Issue 47, Autumn 2015, which arrived last week is no exception. It contains the usual mix of essays on books I’m familiar with – in this instance Patrick McGrath’s Asylum,Solzhenitsyn’s The Gulag Archipelago and John Updike’s Rabbit novels – alongside a couple I enjoyed reading about but don’t think I actually want to read – Louise Fitzhugh’sHarriet the Spy and Ronald Welch’s Escape from France and Nicholas Carey.

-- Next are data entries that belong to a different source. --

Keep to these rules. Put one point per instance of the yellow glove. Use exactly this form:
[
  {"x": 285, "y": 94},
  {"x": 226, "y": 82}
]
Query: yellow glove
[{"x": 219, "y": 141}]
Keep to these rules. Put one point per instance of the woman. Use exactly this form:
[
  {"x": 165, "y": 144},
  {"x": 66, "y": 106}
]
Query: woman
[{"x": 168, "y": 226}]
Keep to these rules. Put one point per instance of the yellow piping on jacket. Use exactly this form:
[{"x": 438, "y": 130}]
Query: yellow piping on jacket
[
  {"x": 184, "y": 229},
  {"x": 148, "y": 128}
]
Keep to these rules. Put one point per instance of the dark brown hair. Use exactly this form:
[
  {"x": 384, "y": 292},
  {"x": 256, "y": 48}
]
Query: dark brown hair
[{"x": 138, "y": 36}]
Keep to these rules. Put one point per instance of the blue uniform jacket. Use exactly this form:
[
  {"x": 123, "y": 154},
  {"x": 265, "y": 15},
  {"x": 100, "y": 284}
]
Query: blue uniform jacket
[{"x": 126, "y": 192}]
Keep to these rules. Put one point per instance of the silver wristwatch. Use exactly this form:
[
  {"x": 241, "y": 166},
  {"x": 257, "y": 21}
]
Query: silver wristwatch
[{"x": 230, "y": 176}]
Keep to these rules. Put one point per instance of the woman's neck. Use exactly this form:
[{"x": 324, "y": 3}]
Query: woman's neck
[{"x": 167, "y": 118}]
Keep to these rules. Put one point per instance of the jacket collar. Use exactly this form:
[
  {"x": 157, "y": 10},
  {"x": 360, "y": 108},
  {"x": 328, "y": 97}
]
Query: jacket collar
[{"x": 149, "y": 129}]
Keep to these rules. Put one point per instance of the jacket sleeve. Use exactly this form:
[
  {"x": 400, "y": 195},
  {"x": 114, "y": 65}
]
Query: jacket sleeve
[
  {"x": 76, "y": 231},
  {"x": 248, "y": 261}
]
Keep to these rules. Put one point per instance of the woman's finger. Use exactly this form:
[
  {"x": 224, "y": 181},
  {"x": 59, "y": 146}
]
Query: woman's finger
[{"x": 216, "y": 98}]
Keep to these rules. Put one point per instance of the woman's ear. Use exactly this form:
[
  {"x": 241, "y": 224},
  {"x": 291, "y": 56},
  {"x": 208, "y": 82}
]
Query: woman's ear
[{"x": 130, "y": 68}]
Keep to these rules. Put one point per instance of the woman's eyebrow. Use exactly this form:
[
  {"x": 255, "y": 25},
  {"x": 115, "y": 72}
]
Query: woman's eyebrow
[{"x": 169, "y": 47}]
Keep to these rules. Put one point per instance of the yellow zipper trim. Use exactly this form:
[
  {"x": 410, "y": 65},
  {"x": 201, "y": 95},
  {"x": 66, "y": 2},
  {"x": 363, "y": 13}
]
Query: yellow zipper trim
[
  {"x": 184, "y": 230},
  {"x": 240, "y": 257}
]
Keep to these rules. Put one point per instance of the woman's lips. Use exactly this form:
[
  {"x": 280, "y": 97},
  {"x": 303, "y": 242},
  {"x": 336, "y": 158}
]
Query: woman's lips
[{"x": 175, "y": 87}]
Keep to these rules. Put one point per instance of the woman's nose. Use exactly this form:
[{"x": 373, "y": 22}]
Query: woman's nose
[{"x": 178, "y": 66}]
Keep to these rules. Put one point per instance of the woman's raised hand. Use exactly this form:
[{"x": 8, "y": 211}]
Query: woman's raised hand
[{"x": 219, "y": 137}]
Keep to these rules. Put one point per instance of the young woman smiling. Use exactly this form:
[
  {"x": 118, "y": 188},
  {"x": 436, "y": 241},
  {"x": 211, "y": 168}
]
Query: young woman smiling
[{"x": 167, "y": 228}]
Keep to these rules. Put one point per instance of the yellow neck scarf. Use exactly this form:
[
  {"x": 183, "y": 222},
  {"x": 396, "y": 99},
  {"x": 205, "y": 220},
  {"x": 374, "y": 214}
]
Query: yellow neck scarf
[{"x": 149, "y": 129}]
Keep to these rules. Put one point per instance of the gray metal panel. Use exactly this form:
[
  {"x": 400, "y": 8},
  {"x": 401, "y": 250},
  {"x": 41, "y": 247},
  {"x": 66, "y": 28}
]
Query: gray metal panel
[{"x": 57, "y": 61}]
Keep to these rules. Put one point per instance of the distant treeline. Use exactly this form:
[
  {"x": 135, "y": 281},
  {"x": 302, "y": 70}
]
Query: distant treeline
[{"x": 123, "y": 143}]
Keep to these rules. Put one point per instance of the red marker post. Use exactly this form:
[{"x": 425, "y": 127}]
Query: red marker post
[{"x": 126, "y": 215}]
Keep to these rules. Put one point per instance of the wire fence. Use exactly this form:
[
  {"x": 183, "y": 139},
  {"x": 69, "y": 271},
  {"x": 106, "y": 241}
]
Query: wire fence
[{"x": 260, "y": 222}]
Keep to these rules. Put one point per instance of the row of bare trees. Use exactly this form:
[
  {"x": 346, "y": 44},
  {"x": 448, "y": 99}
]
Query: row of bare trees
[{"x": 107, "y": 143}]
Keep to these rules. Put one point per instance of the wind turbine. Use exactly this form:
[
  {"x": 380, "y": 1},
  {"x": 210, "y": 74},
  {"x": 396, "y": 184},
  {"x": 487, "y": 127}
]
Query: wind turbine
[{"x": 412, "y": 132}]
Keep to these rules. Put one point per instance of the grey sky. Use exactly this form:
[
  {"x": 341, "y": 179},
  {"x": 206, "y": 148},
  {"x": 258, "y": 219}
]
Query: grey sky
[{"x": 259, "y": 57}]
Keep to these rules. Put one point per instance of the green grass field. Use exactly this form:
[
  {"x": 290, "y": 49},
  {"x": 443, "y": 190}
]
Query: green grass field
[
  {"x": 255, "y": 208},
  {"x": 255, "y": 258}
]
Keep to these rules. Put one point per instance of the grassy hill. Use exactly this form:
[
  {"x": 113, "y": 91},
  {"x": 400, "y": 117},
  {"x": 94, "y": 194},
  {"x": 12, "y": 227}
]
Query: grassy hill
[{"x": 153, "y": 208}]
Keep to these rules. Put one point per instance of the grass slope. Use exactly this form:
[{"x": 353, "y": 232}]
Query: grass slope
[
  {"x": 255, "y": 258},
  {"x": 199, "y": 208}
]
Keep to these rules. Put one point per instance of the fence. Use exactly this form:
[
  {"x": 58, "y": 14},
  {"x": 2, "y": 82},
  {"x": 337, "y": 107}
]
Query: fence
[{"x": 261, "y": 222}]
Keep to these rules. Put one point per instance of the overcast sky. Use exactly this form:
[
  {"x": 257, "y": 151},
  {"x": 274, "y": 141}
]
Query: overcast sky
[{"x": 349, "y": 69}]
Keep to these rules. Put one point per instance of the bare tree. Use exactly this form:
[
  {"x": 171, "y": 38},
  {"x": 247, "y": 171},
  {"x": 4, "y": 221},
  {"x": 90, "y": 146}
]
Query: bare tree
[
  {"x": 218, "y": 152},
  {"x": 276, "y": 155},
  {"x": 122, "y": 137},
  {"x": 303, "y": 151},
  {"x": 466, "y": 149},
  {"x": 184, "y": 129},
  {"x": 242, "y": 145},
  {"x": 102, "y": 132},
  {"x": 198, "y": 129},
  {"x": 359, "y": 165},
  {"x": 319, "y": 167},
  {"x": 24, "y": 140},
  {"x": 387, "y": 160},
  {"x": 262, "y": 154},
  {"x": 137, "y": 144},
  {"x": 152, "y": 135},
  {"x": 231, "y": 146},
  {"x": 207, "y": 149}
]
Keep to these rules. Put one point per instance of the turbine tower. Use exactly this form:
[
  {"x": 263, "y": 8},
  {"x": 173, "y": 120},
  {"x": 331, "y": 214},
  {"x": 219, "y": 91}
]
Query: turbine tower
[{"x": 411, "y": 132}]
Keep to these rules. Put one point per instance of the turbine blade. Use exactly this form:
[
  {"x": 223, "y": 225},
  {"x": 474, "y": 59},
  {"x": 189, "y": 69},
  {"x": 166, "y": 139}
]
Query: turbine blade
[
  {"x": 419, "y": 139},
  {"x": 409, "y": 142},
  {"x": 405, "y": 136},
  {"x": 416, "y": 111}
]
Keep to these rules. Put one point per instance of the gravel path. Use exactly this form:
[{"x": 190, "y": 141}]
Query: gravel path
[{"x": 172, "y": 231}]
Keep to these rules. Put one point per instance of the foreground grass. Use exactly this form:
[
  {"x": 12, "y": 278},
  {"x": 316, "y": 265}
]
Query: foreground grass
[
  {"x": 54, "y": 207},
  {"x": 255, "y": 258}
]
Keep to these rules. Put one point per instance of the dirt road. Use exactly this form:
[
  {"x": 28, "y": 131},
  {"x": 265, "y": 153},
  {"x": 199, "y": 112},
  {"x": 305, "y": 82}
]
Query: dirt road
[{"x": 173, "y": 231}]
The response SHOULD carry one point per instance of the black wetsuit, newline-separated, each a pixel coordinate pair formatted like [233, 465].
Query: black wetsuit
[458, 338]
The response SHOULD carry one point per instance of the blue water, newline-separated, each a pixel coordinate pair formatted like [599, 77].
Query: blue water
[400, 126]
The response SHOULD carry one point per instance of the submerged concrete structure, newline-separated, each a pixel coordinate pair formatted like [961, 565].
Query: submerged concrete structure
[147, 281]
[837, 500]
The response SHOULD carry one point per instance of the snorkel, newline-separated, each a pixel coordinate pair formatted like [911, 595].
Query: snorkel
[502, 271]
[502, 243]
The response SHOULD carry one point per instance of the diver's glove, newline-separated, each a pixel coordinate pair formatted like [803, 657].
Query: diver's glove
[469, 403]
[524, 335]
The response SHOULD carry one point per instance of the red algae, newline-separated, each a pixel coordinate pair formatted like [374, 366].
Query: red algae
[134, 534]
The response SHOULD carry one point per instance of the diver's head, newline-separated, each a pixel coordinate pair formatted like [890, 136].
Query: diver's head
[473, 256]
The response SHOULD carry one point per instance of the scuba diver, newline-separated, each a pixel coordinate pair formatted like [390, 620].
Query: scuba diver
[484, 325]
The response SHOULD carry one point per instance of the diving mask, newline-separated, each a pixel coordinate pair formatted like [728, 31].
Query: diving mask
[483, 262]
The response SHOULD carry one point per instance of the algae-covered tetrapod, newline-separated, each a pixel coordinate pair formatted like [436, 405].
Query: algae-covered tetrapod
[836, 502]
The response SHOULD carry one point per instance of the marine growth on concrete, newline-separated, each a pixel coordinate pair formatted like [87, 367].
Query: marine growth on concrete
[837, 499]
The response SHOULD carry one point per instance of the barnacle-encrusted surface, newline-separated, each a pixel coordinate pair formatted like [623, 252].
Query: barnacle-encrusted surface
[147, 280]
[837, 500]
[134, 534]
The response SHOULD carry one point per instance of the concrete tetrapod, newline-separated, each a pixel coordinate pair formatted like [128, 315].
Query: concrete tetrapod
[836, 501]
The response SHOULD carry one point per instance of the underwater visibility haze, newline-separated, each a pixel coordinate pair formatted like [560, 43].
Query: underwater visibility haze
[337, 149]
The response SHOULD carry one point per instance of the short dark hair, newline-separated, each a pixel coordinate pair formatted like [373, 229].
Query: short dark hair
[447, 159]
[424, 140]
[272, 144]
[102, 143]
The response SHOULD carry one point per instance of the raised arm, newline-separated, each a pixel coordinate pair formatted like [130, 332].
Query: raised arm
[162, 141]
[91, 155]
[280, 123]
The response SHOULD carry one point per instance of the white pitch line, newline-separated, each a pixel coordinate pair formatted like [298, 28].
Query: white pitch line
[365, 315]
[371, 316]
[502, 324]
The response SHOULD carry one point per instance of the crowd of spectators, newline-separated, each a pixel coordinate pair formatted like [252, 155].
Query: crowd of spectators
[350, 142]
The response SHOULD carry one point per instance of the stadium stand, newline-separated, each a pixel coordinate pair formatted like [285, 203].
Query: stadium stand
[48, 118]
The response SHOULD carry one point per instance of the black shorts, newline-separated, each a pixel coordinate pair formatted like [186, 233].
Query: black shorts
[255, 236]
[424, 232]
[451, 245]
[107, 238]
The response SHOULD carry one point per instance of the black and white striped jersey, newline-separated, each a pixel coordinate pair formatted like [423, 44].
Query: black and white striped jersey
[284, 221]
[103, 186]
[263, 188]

But for me, the joy and value in each issue of Slightly Foxed are in those essays that describe and enthuse about books that I wonder how I unwittingly have conspired to overlook. My first discovery in the new issue was The Cone Gatherers by Robin Jenkins, an intriguing tale of two brothers who work on a Scottish estate beside a sea loch during the second world war. The book is lovingly summarized and endorsed by Julian Hoffman, a first-class writer himself and author of a book called The Small Heart of Things which is near the top of my current ‘wants list’. He also has his own web-site/blog: www.julianhoffman.wordpress.com and is, like another writer to be found in this issue – Amy Liptrot, an occasional contributor to the world’s best web-site, Caught By The River.
A copy of The Cone Gatherers, which I had no problem finding at a very reasonable price, has now joined the teetering ‘to be read’ pile in my study. And the dangerously unsteady stack will, I know, continue to grow in the coming weeks as I get deeper into this issue. Brandon Robshaw’s piece on the stories of Robert Aickman looks like it might entice me to investigate further and Anthony Longden’s article on The Diary of William Holland, Somerset Parson is sure to as it concerns itself with an area of ths country that I am becoming increasingly familiar with. And then of course to coincide with every new issue the good people at Slightly Foxed also publish a book, invariably a memoir, that is out of print, hard to find, and deserving of re-evaluation. This quarter the new ‘Slightly Foxed Edition’, and the 31st in a series that has become eminently collectable, is Gavin Maxwell’s The House of Elrig, his account of his childhood in a large house in rural Scotland with his eccentric mother and sisters and the countryside that went on to inspire him as a writer and conservationist. In his introductory essay, titled Mowgli with a Gun, Galen O’Hanlon concludes his testimonial for the book by describing it as “a brief glimpse of a wild childhood that is recognizable even in its strangeness – he has captured the essence of youth, that delicate balance of happiness and misery”. When I have posted this piece I will be attempting to balance my handsome new copy of The House of Elrig upon the leaning tower of books.’